Mustafa Suleyman, head of Microsoft’s AI division since last March, has sparked a fierce debate by asserting that content on the open web is available for anyone to copy and use freely, including scraping bots that feed systems to train AI models.
His remarks arrive amid ongoing legal battles accusing both Microsoft and its partner OpenAI of unlicensed use of copyrighted material in training their AI systems.
AI Scraping And the Fair Use Debate
During an Aspen Ideas Festival interview with CNBC, Suleyman stated there has been a long-standing assumption, dating back to the ’90s, that online content is like “freeware” and can be reused without restriction. This viewpoint, however, is at odds with U.S. copyright laws, which automatically shield created works.

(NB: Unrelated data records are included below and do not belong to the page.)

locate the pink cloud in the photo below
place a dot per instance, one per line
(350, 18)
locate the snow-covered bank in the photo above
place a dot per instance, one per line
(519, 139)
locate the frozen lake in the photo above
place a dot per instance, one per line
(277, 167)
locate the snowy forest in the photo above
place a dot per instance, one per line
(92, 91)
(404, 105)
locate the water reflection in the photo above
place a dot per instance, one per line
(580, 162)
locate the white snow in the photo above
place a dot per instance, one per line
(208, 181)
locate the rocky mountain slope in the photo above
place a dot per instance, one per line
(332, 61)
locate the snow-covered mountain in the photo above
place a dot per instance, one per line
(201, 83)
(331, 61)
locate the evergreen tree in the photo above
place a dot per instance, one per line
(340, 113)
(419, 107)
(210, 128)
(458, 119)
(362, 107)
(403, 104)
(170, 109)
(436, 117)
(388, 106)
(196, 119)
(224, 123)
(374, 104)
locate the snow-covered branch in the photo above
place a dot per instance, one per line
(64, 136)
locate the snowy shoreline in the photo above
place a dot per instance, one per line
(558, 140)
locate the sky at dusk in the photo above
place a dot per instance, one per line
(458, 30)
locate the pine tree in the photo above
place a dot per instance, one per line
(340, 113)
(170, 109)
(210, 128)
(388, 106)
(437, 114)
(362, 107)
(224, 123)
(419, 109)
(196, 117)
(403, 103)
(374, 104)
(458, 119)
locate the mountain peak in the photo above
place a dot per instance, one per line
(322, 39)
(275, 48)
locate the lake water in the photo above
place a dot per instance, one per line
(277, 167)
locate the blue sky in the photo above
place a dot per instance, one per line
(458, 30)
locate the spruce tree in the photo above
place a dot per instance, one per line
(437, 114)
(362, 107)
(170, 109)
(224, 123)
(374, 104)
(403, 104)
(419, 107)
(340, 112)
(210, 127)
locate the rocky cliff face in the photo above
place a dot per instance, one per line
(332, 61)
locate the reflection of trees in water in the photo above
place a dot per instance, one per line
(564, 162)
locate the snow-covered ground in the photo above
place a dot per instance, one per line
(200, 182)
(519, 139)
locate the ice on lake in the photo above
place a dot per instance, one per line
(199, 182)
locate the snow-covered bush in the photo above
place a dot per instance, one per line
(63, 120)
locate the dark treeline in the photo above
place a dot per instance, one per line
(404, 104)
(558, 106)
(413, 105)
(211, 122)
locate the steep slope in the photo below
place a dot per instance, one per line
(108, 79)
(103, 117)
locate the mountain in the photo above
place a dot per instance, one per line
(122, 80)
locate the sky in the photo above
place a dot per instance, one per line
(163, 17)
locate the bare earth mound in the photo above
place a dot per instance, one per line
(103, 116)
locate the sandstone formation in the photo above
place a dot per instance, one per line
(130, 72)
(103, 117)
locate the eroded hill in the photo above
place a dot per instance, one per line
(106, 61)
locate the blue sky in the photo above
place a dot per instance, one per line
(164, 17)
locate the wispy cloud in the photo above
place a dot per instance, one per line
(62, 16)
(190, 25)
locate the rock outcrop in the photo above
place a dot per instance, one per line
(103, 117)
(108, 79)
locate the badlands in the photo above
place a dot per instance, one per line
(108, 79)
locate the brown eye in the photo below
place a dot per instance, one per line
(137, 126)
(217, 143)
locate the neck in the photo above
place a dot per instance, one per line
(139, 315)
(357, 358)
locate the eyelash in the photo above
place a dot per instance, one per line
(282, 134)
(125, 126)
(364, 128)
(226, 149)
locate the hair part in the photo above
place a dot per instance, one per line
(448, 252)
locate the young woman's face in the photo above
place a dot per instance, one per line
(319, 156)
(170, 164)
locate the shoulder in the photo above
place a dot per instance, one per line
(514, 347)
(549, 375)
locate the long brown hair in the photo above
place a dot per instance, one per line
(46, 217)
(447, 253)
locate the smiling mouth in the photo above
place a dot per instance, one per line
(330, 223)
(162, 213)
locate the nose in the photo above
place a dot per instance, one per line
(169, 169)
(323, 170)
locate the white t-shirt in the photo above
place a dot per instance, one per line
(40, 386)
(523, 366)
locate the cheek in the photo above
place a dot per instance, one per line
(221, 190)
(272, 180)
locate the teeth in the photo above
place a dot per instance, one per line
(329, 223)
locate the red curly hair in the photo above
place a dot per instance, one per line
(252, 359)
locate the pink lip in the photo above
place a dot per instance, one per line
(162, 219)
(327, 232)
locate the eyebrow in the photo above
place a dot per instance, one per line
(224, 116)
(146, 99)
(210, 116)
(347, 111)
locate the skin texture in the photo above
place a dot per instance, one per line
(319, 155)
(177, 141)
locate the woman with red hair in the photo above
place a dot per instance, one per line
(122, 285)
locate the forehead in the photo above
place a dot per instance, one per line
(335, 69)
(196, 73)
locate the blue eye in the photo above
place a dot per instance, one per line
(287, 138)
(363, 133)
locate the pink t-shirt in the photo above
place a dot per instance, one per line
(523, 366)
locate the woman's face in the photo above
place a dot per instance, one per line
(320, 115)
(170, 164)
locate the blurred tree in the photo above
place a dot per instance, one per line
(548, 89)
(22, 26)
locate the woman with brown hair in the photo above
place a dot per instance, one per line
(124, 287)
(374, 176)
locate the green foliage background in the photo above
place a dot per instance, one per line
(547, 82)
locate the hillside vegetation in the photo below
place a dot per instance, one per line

The principle of fair use, a legal doctrine that permits limited use of copyrighted material without seeking permission, depends on various factors, including the purpose and nature of the use, portion used, and effect on the market value of the original work.
While some AI firms argue that using copyrighted content for training is allowed under fair use, the straightforward nature of Suleyman’s comments has drawn attention.
Suleyman did make an exception by noting that websites explicitly opting out of non-indexing scraping merit respect. This differentiation points to the issue’s complexity, as no universal consensus exists on the appropriate use of web content.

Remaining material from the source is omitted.